I got lots of advice when I caught the poverty. I got it from people that I figure would lay down and die if they were in my place. They are clarks and tollbooth operators and sleep at work whether their eyes are open or not, and wonder aloud why I didn’t just find a featherbed like they did. What’s wrong with you? Why don’t you find one now?
They shun us, now. It’s not in the front of their head, it’s way in the reptile back, but the decision is the same: They might catch the poverty from us. Best find a way to forget our phone number. You knew it well enough when you needed things from us. But now we must be lonely because it is the only way others can deal with it.
The splinter isn’t just a companion. He is a good friend. He talks to me about important matters. Life, death, pain, resolution, patience, risk — even kindness, because the same machine that delivered a sliver can take a finger; a limb; a life.
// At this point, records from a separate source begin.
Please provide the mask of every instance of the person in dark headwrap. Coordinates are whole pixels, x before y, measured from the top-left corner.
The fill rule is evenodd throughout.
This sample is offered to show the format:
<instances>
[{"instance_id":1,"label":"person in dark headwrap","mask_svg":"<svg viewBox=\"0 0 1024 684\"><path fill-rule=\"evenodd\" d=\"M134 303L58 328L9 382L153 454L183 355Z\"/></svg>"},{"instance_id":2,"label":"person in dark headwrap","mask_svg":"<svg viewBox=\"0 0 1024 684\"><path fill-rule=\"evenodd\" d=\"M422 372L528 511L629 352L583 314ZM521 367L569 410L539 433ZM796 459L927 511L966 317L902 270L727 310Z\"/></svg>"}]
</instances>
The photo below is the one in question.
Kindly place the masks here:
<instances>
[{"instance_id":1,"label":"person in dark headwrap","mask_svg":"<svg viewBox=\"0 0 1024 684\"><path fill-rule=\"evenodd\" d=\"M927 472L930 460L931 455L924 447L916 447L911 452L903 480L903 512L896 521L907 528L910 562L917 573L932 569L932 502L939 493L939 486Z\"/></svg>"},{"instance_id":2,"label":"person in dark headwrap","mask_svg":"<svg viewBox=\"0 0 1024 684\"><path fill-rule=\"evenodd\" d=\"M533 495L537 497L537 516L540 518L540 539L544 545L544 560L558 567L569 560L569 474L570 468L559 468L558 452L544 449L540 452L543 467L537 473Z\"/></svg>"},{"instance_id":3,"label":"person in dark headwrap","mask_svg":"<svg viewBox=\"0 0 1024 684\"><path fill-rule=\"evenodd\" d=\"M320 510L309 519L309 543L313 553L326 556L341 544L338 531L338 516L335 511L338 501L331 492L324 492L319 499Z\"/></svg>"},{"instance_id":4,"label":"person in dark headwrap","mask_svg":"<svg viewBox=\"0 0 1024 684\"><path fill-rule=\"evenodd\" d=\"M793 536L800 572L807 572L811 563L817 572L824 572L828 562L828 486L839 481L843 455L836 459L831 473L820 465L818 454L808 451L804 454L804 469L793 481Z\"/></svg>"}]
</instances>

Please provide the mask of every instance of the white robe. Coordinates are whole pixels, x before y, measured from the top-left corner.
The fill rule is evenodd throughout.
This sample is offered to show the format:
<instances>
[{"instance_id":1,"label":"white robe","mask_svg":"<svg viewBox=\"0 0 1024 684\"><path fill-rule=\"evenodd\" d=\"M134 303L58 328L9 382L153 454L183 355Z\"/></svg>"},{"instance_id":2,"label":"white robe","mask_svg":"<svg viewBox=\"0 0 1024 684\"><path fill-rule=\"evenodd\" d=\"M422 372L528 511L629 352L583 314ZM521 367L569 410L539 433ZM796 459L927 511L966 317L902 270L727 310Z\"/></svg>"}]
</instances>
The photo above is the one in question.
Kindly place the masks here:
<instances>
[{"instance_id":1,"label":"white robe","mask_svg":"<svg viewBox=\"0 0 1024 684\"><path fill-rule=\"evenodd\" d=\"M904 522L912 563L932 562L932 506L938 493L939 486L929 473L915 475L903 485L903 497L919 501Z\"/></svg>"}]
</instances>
But it can deliver a living, too, if you learn to get along with it.
I’d be all alone more than I’d like without this little bit of pinus strobus. I know he’ll stay with me until I don’t need him anymore, and then he’ll go. He won’t make a big deal of leaving, either; one day I’ll just notice that my thumb used to hurt, and now it doesn’t.
I always remember kindnesses paid to me. I’ll remember every splinter.